Writing the function is only half of the story, it’s also necessary to create a SQL to C binding. This accomplishes a couple of things:

• Provide a SQL wrapper so the function is usable within Postgres sessions.

• Defines all of the types for each column in the result set. This is how Postgres builds the setDesc portion of the result set struct.

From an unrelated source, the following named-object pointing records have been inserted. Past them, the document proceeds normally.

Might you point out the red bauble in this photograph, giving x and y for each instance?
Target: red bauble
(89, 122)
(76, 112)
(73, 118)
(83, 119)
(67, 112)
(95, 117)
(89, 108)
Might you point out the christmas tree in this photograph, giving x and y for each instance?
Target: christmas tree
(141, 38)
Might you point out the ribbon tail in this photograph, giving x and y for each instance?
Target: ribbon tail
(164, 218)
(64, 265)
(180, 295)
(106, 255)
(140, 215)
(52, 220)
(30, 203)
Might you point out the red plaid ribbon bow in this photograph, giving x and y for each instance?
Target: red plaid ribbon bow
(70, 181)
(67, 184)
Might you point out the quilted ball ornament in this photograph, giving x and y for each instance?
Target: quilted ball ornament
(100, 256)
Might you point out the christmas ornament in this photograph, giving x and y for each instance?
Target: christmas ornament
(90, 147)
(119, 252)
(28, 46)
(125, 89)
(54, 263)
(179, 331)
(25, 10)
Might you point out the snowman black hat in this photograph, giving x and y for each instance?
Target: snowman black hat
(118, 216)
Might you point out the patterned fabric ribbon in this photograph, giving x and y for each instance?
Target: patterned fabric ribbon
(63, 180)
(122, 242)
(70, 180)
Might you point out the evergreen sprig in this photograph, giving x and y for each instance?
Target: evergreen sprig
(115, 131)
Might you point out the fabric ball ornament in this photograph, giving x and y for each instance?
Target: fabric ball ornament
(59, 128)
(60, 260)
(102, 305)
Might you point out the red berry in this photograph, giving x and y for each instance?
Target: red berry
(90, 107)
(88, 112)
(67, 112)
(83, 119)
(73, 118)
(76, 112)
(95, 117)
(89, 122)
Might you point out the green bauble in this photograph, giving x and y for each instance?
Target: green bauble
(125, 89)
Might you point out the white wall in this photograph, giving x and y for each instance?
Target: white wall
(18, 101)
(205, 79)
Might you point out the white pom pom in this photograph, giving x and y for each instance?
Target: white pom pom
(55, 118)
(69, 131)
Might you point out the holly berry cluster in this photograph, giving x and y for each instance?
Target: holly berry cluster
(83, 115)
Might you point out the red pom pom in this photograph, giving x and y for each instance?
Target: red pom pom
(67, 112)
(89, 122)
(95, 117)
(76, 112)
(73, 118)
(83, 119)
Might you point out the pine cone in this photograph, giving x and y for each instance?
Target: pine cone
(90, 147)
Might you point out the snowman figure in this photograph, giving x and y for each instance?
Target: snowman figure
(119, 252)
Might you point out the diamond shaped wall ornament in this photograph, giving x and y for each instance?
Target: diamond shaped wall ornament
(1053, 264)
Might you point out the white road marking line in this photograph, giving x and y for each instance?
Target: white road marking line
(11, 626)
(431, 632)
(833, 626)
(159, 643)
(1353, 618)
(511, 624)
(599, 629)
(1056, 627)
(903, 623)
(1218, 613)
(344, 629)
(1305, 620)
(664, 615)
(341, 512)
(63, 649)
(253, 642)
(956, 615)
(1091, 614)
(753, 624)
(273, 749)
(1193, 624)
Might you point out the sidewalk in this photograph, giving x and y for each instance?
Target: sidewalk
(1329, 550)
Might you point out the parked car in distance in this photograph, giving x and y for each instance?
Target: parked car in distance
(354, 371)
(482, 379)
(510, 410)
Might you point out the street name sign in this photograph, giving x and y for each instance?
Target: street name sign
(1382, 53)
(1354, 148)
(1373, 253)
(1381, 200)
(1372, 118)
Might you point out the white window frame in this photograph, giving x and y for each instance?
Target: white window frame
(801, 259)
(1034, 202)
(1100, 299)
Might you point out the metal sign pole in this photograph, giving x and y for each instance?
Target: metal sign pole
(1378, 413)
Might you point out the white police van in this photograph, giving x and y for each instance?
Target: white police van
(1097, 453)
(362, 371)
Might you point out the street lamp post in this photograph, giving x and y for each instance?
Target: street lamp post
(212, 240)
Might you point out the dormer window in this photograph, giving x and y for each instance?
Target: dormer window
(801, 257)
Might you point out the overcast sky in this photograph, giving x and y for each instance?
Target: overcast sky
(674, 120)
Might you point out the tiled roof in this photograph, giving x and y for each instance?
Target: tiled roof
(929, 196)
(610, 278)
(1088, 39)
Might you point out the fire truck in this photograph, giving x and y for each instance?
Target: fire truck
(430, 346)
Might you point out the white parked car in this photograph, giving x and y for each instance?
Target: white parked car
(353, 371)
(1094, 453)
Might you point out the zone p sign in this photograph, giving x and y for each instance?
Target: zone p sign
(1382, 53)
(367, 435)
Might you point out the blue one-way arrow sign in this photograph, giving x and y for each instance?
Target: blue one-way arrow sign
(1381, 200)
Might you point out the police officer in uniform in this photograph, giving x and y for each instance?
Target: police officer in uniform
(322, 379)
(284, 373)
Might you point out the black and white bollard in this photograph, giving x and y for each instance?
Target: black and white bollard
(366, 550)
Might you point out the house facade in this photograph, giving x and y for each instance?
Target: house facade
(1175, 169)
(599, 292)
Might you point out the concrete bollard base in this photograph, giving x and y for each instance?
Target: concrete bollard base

This has a naming convention based the Packaging Related Objects into an Extension documentation. For our extension, this would be: pg_meminfo--1.0.sql. The contents should be the function declaration including the entirety of the result set. For this function and all fields in the memory mappings, it would look like this:

CREATE OR REPLACE FUNCTION get_all_smaps()
RETURNS TABLE(
	pid INT, start_address TEXT, 
	end_address TEXT, permissions CHAR(4),
	byte_offset TEXT, dev_major CHAR(2),
	dev_minor CHAR(2), inode INT,
	sys_path TEXT, mem_size INT,
	kernel_page_size INT, mmu_page_size INT,
	rss INT, pss INT, pss_dirty INT, shared_clean INT,
	shared_dirty INT, private_clean INT, private_dirty INT,
	referenced INT, anonymous INT, ksm INT, lazy_free INT,
	anon_huge_pages INT, shmem_pmd_mapped INT,
	file_pmd_mapped INT, shared_huge_tlb INT,
	private_huge_tlb INT, swap INT, swap_pss INT,
	locked INT, thp_eligible INT, vm_flags TEXT
)
AS 'MODULE_PATHNAME', 'get_smaps' 
LANGUAGE C VOLATILE;

The MODULE_PATHNAME portion will automatically be substituted for the installed location of the shared library in Postgres. Running this SQL after the extension shared object files are installed will create an SQL function named get_all_smaps() that would call our get_smaps() C function.

This would be the minimum to get a working Postgres extension. Assuming all of the files are complete, installing consists of a few steps. First is to build and install the actual library:

make
sudo make install

Next, restart Postgres using your favorite method. And finally, install the extension itself:

CREATE EXTENSION pg_meminfo;

This actually executes the SQL file we prepared above, ensuring that the function mapping exists. Once that happens, all subsequent Postgres sessions should be able to utilize the get_all_smaps() function like this:

SELECT * FROM get_all_smaps();

It sure was a lot of work getting to that point, but it was all worth it!

Odds and Ends

We definitely glossed over a few pertinent details here, the most obvious of which is the implementation of the memory map parser itself. Unless all intermediate structs and functions are defined in the same file as the extension function itself, these are probably in a separate C file for organization purposes. (Again, full sources for this blog are available in a dedicated GitHub repository.)

Imagine these are in a parser.c source file that should be part of the extension build procedure. The Makefile example we used doesn’t really account for building multiple sources, or binding them together into a single module. It’s easy to remedy however by using dedicated build variables in the Makefile itself:

#MODULES = pg_meminfo    # Using MODULE_big instead
MODULE_big = pg_meminfo
OBJS = meminfo.o parser.o

The assumption is now that meminfo.c and parser.c exist, produce the resulting object files during the build step, and are then combined into a single pg_meminfo.o module. Everything else is the same as before and the extension will work as described once installed, we simply have more organized source files as a result.